Un estudio reciente de la Universidad Fudan en Shanghai revela una conexión sorprendente entre el consumo de carne y la esperanza de vida, particularmente entre las personas mayores. Si bien las dietas basadas en plantas a menudo se promocionan por su longevidad, los investigadores encontraron que 80% de los chinos centenarios (aquellos de 100 años o más) afirman comer carne con regularidad. La clave no es simplemente si se come carne, sino por qué ; específicamente, su beneficio para las personas con bajo peso.
El papel de mTOR y el peso corporal
El estudio, que analizó datos de más de 5.200 personas mayores de 80 años en 1998, destacó la importancia de los aminoácidos que se encuentran en la carne, que influyen en la molécula de señalización mTOR. Esta molécula desempeña un papel en el envejecimiento y la manipulación de su actividad a través de la dieta puede tener efectos mensurables. La investigación demostró que los carnívoros tenían más probabilidades de llegar a los 100 años que los vegetarianos, pescatarianos y veganos. Sin embargo, esta ventaja fue estadísticamente significativa sólo cuando se consideró el peso corporal.
Para los participantes con un índice de masa corporal (IMC) inferior a 18,5 (definido como bajo peso), casi el 30% de los consumidores de carne alcanzaron 100, en comparación con sólo el 24% de los vegetarianos con bajo peso. Esto sugiere que la carne proporciona proteínas esenciales para mantener la masa muscular y la densidad ósea, cruciales para la recuperación y la salud general en las poblaciones de mayor edad.
Por qué esto es importante: envejecimiento de la población y necesidades nutricionales
Este hallazgo desafía la sabiduría convencional de que las dietas basadas en plantas son universalmente superiores para la longevidad. A medida que las poblaciones envejecen, aumenta el riesgo de desnutrición, huesos más débiles y mala recuperación quirúrgica. La carne puede proporcionar una fuente concentrada de nutrientes que combaten estos problemas, especialmente para quienes ya luchan contra el bajo peso.

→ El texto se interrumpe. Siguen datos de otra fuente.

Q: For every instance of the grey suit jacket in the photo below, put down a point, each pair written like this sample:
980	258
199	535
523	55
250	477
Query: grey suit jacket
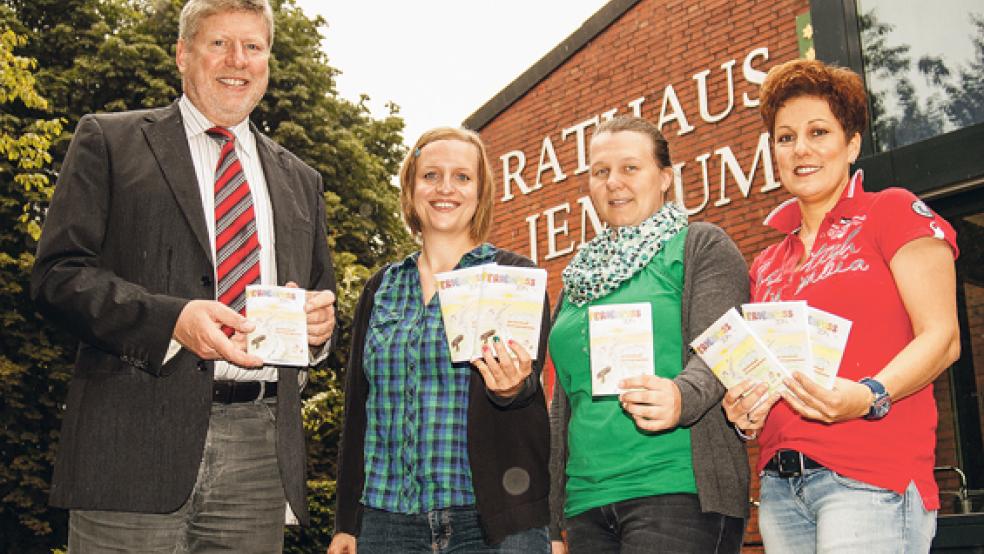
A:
124	248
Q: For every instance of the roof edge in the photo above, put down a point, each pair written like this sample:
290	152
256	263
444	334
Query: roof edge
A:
608	14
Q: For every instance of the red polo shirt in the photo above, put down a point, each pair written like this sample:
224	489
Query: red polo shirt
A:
848	274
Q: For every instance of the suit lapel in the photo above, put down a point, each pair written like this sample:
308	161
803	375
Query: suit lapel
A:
282	199
169	143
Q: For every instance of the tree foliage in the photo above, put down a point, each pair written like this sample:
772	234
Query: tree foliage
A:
32	376
62	59
903	113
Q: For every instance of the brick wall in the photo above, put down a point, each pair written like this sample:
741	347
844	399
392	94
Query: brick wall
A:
655	44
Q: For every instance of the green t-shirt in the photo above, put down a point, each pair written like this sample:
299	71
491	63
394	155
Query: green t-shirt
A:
610	459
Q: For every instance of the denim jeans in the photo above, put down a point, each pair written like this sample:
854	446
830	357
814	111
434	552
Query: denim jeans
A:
236	505
449	530
824	512
671	523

Es importante señalar que la obesidad todavía está relacionada con las dietas ricas en carne, pero el estudio enfatiza las necesidades nutricionales únicas de las personas mayores. Los investigadores descubrieron que, si bien el consumo de verduras también se correlacionaba positivamente con la longevidad, no anulaba los beneficios de la carne para las personas con bajo peso.

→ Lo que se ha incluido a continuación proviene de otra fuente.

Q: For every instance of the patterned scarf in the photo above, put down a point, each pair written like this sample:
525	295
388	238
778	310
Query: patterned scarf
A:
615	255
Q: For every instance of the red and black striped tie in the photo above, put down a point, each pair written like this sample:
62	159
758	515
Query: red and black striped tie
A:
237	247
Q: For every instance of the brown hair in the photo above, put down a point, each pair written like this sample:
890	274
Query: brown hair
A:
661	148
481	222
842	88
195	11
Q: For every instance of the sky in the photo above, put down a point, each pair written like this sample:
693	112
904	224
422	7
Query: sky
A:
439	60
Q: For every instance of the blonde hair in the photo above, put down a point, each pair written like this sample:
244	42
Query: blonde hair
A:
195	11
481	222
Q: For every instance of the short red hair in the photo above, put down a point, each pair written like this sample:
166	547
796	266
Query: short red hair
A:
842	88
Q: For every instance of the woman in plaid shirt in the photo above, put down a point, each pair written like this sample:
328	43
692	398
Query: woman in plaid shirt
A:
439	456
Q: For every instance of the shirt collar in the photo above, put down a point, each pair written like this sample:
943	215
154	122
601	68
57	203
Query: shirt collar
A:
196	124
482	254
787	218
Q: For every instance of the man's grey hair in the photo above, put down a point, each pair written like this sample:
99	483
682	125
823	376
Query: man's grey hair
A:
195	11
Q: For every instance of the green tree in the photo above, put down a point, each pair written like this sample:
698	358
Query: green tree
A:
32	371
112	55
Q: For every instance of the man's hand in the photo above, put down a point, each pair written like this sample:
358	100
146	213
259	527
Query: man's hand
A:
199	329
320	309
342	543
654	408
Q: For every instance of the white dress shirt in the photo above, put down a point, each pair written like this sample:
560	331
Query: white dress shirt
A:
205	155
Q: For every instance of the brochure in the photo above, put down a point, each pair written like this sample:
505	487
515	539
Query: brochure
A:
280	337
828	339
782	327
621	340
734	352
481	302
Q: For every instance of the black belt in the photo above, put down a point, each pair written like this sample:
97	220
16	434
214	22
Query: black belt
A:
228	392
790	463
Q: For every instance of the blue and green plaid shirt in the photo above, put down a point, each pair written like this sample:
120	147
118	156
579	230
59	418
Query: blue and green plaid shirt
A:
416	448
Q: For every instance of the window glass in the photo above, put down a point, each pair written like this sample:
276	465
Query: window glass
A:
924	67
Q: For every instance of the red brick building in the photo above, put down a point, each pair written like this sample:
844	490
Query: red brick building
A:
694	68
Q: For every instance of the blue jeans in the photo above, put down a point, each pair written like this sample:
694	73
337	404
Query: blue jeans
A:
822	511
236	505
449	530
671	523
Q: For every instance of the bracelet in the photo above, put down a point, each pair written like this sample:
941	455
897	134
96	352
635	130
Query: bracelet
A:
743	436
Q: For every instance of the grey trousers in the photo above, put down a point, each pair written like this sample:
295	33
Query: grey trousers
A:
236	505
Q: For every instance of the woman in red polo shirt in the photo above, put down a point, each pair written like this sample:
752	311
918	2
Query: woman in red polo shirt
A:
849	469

Más allá de China: mecanismos biológicos universales
Si bien el estudio se centró en centenarios chinos, los investigadores creen que los mecanismos biológicos subyacentes probablemente sean universales. Sin embargo, reconocen que los patrones dietéticos y los contextos culturales varían a nivel mundial. Expertos como James Webster de la Universidad de Oxford advierten contra cambios dietéticos drásticos basándose únicamente en estos hallazgos.

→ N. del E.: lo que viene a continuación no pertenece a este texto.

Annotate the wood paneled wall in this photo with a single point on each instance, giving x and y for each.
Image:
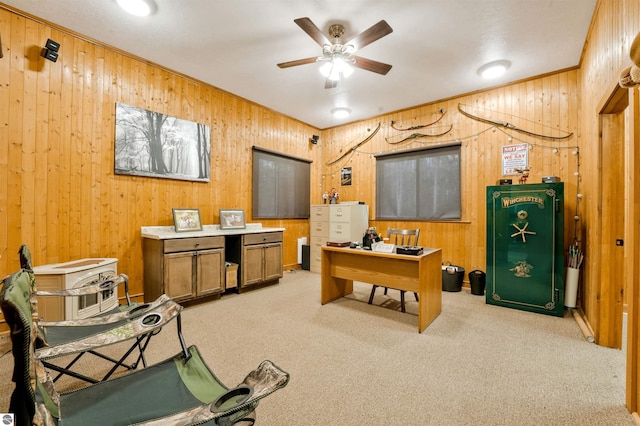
(606, 54)
(546, 105)
(58, 191)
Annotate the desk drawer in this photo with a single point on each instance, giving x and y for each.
(185, 244)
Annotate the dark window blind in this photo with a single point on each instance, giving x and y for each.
(422, 184)
(281, 185)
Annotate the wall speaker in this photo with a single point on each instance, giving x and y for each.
(50, 50)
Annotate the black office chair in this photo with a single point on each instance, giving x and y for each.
(399, 237)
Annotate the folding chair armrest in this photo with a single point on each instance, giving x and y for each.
(239, 395)
(97, 287)
(140, 324)
(264, 380)
(133, 312)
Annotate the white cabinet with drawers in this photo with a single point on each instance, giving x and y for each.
(336, 223)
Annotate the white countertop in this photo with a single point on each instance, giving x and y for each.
(168, 232)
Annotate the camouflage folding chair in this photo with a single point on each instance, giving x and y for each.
(181, 390)
(84, 336)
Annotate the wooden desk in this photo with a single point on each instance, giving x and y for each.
(418, 274)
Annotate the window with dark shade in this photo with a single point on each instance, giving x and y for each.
(281, 185)
(421, 184)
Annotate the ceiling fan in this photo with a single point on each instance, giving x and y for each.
(338, 57)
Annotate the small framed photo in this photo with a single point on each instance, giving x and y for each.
(187, 220)
(232, 219)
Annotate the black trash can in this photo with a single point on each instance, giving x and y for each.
(477, 279)
(452, 277)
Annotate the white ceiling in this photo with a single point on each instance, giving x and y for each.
(435, 48)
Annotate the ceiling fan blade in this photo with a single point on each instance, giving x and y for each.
(330, 84)
(374, 33)
(298, 62)
(313, 31)
(371, 65)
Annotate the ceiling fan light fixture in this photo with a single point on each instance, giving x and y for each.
(138, 7)
(494, 69)
(340, 112)
(335, 69)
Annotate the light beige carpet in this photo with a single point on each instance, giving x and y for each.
(357, 364)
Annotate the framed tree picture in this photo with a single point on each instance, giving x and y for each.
(185, 220)
(153, 144)
(232, 219)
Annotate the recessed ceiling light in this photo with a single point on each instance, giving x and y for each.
(138, 7)
(494, 69)
(340, 112)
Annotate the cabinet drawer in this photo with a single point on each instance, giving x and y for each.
(340, 213)
(186, 244)
(267, 237)
(340, 232)
(320, 229)
(317, 241)
(319, 213)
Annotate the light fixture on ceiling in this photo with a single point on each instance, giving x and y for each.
(138, 7)
(340, 112)
(336, 68)
(494, 69)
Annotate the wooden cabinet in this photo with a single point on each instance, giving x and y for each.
(183, 268)
(258, 255)
(261, 258)
(337, 223)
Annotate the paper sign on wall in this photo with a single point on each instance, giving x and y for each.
(514, 157)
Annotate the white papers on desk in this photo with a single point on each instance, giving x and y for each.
(381, 247)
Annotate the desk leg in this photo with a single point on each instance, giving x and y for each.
(430, 303)
(332, 288)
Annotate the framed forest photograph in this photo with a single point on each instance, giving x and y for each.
(185, 220)
(232, 219)
(153, 144)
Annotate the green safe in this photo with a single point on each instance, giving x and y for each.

El panorama general: equilibrio y adecuación nutricional
La conclusión definitiva no es demonizar el vegetarianismo o glorificar la carne. Más bien, se trata de dar prioridad a una nutrición equilibrada adaptada a las necesidades individuales. Ya sea que sea de origen vegetal o que incluya carne, una dieta saludable debe enfatizar los cereales integrales, las frutas, las verduras y minimizar los alimentos procesados, la sal, el azúcar y las grasas saturadas.
Se necesita más investigación para confirmar estos hallazgos definitivamente, pero el estudio refuerza la importancia de considerar circunstancias individuales al hacer recomendaciones dietéticas, especialmente para las personas mayores. El asesoramiento dietético debe hacer hincapié en la adecuación nutricional en lugar de evitar estrictamente los productos animales, especialmente para aquellos en riesgo de desnutrición.